Do lado oriental, numa secção de 1316 metros preservada da demolição criou-se aquela que será eventualmente a galeria de arte ao ar livre de maior duração do Mundo, a East Side Gallery, onde permanece o beijo fraternal entre Honecker e Brejnev no graffiti com a legenda “Meu Deus, Ajuda-me a Sobreviver a Este Amor Mortal”.

Berlim como símbolo de renovação e de esperança

Provavelmente devido à dureza do regime terá o espírito livre resultado que agora se vive na cidade e que evidencia uma alma muito pouco convencional. A Oeste, Tiergarten representa um dos maiores parques, acolhendo o zoo e a Coluna de Victória a marcar o triunfo da história prussiana. Avançamos para a zona de Spandau, onde ficava a prisão que recebeu os líderes nazis condenados no Julgamento de Nuremberga e que inspirou a famosa banda britânica surgida no final dos anos 70, Spandau Ballet. Morada própria de arte urbana e casa da largamente famosa Filarmónica de Berlim, esta cidade é sem dúvida uma capital mundial da cultura, centro do pioneiro movimento Bauhaus que acolhe mais de 170 museus. É lugar de exotismo, de extravagância, de uma vida nocturna subversiva e no entanto empolgante, com lojas e armazéns vazios a acolher festas ilegais no pós-queda do muro que vieram depois a tornar-se emblemáticas discotecas e a lançar a semente de movimentos artísticos actuais como o voguing.

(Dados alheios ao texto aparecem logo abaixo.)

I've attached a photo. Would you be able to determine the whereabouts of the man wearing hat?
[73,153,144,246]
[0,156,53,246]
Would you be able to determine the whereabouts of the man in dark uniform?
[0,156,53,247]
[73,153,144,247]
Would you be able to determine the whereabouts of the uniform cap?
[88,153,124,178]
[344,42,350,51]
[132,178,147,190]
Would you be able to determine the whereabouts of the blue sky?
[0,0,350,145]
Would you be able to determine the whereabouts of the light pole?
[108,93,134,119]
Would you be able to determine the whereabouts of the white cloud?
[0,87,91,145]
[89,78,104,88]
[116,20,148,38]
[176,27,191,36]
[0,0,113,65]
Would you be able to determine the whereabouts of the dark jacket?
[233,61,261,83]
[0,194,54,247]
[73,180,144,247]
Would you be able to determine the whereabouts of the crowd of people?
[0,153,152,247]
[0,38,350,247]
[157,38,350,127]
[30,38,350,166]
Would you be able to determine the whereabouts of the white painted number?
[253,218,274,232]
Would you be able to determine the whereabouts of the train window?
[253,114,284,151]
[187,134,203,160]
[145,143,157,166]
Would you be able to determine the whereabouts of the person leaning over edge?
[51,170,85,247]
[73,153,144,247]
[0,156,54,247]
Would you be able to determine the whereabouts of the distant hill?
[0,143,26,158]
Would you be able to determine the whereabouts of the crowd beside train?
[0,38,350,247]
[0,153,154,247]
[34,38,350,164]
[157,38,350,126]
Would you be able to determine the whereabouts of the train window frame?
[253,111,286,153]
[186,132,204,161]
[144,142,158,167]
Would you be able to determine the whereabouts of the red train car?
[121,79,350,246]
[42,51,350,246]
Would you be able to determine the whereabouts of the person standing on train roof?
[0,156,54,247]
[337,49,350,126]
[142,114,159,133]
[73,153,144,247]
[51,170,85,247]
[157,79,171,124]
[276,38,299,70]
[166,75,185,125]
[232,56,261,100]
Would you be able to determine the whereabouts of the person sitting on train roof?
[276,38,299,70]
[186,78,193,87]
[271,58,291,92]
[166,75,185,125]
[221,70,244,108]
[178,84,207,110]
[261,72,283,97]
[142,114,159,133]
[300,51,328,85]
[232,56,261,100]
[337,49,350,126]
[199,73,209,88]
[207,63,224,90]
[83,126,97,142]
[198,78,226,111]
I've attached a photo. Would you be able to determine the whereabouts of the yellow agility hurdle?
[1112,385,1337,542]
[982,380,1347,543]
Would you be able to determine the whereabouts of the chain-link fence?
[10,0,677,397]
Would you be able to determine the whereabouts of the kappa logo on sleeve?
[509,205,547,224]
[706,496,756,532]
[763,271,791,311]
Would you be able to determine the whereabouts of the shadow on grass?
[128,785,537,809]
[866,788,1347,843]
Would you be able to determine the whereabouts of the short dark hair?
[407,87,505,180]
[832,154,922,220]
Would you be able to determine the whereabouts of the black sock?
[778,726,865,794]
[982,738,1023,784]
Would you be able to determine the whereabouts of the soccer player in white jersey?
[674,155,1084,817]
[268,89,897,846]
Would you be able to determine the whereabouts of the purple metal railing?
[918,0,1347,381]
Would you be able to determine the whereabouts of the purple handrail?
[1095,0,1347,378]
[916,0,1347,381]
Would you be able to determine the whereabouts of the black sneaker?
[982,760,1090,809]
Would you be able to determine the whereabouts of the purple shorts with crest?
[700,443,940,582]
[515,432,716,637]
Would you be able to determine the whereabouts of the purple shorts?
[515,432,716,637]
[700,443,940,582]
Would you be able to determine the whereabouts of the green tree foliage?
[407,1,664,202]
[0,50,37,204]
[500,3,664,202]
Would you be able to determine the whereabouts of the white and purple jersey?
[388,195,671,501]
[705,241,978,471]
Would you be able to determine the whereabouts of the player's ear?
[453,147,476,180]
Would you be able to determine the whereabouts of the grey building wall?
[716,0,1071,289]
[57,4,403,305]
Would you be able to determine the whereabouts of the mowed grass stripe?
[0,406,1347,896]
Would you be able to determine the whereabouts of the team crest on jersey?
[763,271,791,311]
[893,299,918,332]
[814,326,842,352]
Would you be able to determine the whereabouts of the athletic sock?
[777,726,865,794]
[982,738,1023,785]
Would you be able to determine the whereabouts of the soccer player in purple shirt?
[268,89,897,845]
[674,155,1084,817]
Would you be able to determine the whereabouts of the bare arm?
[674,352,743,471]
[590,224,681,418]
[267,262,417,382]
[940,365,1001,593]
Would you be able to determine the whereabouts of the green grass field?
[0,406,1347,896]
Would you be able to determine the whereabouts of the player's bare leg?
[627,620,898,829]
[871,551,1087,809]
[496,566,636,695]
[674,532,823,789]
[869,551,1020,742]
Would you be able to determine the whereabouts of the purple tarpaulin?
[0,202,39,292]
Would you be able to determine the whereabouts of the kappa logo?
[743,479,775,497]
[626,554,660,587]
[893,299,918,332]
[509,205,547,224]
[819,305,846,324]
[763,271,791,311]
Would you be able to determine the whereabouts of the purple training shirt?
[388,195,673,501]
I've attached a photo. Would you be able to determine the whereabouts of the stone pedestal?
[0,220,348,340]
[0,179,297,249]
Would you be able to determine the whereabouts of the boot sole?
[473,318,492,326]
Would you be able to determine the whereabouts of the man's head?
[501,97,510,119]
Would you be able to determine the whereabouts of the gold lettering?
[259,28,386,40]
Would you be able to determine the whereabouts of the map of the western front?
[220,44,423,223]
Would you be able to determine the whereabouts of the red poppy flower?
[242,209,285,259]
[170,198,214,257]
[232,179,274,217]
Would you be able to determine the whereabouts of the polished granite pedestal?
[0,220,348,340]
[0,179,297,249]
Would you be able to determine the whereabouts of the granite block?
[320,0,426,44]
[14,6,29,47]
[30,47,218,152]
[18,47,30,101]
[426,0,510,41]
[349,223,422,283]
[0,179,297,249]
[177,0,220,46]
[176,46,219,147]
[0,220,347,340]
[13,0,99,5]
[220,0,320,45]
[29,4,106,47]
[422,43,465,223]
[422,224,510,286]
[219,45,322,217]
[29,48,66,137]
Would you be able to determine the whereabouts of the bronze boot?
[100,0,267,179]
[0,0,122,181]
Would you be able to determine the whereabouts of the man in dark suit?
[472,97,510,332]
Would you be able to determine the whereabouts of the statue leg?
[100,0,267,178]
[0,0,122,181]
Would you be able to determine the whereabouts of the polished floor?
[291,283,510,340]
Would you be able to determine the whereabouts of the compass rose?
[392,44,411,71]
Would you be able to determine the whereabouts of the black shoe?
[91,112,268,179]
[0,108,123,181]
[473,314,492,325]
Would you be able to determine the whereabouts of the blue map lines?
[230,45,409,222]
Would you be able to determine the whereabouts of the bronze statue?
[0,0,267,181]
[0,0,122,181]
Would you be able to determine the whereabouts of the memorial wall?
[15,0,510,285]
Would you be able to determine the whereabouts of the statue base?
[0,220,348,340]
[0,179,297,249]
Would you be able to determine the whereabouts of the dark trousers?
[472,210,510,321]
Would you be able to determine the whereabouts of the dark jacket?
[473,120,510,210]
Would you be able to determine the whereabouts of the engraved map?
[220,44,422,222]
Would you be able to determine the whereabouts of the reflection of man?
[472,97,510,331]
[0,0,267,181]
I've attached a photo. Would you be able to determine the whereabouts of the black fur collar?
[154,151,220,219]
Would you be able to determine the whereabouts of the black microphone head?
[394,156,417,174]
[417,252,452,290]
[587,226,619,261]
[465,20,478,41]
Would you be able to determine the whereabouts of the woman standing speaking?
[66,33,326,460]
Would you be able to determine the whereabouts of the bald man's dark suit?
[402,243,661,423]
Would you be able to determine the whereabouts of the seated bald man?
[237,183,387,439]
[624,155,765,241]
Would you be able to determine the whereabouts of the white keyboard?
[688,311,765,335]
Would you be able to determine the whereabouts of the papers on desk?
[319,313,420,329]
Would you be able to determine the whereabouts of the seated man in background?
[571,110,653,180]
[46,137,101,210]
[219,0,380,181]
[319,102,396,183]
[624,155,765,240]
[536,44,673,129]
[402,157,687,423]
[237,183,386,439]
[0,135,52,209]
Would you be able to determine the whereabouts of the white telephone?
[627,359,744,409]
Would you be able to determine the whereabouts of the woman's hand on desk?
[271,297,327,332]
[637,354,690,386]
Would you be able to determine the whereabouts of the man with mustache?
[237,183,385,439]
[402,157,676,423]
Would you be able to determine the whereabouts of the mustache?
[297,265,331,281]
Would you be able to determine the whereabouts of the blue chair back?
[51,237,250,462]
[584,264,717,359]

Berlim mantém, no entanto, intacta uma característica há mais de um século: continua a atrair artistas e criatividade como se de um íman se tratasse. Lugar onde a Stasi escutava, prendia, ameaçava e chantageava o povo, tendo detido mais de 250 mil alemães por razões políticas, a Berlim irreverente que hoje encontramos é a mesma que através de um labirinto de 2700 blocos de pedra homenageia as cerca de seis milhões de vítimas do holocausto no Memorial aos Judeus Mortos da Europa e morada de referência de um dos mais negros períodos da história. Daqui partiram comboios para Auschwitz, aqui marcharam tropas militares e também aqui a Gestapo se manteve implacável perante os que usavam a estrela de David. Hoje é cidade internacional, povoada por gentes de origens diversas, cenário cosmopolita que não disfarça nem abdica de uma profunda alegria de viver e de uma tolerância à diferença que há menos de cem anos se julgaria absolutamente impossível. Berlim, que ainda antes da queda do muro serviu de cenário para os diálogos entre os anjos Damiel e Cassiel sobre a condição humana em As Asas do Desejo de Wim Wenders, é por isso, sem dúvida, um sinal de esperança e um testemunho do quanto o Homem pode crescer a cultivar não apenas a sua educação, mas também a própria tolerância.